PRPG:

Bill Cosby’s Fabulous Flops

July 23, 2014

NBC recently announced that Bill Cosby will return to TV in 2015 with a new sitcom. Will it be closer to a classic like The Cosby Show, or will it be largely forgotten…like these Bill Cosby flops?

You Bet Your Life

Cosby FlopsOne of the reasons why Cosby ended The Cosby Show in 1992 (when it was still a top 20 show) was a desire to do new things. The first thing he did was a syndicated revival of Groucho Marx’s classic comic game show You Bet Your Life. The original was driven largely by Marx’s personality and persona, and even Cosby couldn’t fill those shoes…at least among viewers who could remember the show from more than 30 years earlier. The revival was gone in under a year.

The Cosby Mysteries

A light detective drama with elements of comedy, The Cosby Mysteries debuted on NBC in January 1994 after a highly-rated made-for-TV movie. About a lottery winner who solves mysteries, it was created by former Columbo and Murder, She Wrote writers who Cosby had commissioned to create a non-violent detective show.
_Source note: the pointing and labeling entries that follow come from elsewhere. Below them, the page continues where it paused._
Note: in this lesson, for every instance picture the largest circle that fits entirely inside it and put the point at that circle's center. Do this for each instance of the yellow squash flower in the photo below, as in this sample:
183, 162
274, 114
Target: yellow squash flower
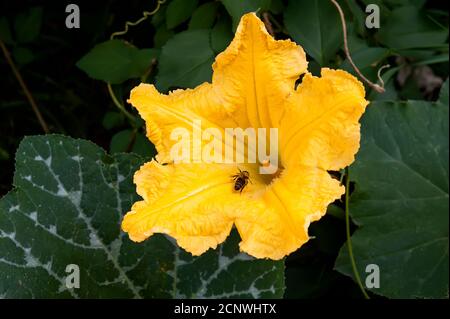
253, 85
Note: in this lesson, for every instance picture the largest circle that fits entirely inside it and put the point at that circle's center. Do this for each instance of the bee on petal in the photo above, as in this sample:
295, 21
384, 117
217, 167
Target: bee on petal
241, 180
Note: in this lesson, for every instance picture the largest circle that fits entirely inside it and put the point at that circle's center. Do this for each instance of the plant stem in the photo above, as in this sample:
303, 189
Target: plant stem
120, 105
349, 240
376, 87
24, 88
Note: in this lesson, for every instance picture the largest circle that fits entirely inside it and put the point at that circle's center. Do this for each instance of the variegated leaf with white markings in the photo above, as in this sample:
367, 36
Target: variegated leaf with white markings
66, 208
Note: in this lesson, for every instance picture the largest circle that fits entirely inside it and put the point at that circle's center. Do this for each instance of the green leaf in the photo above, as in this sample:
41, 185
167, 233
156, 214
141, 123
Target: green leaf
4, 155
408, 27
66, 208
401, 201
28, 25
316, 26
127, 141
179, 11
237, 8
22, 55
115, 61
221, 35
162, 35
185, 60
112, 120
204, 16
5, 31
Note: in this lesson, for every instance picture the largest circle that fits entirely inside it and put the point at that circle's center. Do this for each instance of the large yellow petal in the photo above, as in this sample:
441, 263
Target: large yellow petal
276, 224
163, 114
256, 73
320, 127
251, 81
194, 203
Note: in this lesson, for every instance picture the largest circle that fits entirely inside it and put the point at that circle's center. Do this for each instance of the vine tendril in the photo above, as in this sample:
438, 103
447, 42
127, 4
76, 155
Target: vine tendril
349, 240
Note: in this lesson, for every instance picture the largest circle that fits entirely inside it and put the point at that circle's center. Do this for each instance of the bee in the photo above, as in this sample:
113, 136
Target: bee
241, 180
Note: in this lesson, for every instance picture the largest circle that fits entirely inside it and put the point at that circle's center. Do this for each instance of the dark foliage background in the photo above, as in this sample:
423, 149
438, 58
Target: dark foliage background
78, 105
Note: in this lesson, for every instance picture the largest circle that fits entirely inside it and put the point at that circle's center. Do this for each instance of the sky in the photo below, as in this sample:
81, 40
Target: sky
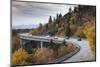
32, 13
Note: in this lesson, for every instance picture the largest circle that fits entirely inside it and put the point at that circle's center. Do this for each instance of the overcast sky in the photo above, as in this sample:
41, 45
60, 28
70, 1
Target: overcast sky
30, 13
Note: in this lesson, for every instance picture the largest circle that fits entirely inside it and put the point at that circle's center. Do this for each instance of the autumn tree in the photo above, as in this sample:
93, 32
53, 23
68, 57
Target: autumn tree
89, 31
19, 57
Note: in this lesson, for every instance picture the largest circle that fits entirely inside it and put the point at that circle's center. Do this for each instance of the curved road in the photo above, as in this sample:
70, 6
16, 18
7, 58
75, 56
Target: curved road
85, 54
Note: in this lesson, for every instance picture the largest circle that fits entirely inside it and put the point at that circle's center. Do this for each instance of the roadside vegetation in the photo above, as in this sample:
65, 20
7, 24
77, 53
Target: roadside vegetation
77, 23
41, 55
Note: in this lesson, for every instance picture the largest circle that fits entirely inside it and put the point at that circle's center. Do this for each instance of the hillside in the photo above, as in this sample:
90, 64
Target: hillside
71, 24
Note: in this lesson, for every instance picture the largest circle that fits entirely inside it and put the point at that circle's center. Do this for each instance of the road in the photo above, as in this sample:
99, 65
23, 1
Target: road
85, 54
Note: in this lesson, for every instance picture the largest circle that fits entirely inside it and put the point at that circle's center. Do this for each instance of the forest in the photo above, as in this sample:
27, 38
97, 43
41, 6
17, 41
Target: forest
78, 23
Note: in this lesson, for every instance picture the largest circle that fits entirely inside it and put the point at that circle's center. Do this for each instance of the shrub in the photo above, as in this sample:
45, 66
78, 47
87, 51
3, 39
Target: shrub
19, 57
89, 31
15, 43
43, 55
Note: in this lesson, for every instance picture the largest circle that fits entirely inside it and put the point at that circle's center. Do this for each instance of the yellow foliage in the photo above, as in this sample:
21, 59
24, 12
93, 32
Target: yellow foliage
43, 55
89, 31
15, 42
19, 57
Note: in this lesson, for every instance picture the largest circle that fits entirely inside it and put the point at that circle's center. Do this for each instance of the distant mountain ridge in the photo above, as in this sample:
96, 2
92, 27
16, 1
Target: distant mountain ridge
24, 27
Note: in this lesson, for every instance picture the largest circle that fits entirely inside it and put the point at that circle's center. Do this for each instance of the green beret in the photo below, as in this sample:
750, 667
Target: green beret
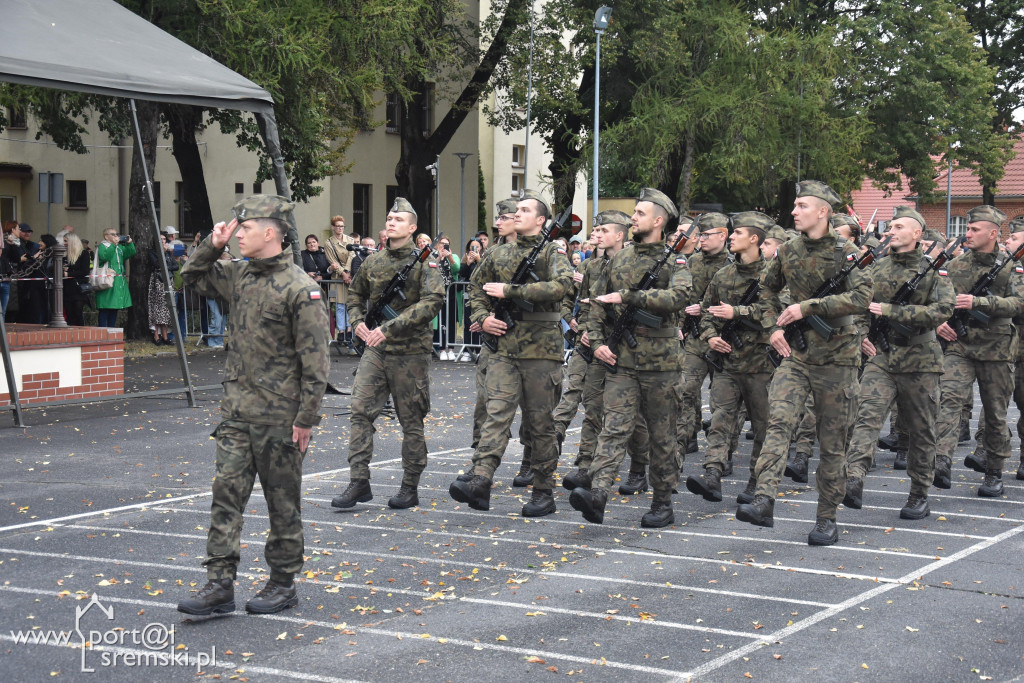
611, 216
712, 220
660, 199
506, 206
531, 195
819, 189
753, 219
263, 206
401, 205
986, 212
Airing opposite the popular Roseanne on ABC and Beverly Hills, 90210 on Fox, The Cosby Show not-so-mysteriously vanished after 18 episodes.

Cosby

Cosby wasn’t a failure, but it wasn’t the giant hit CBS thought it was going to be either. In 1996 the network announced that it had signed Cosby to return to episodic television for the first time since The Cosby Show ended in 1992. CBS, anxious that Cosby would flee to another network, allowed him to make whatever show he wanted, with whoever he wanted, and a guaranteed run of at least two years—an unprecedented concession. Instead of a bright family show, Cosby produced Cosby, a remake of One Foot in the Grave, a dark British sitcom about a cranky retiree. The show debuted to huge ratings in Sept. 1996, but by its fourth and final season in 2000, Cosby was the #82 show on TV.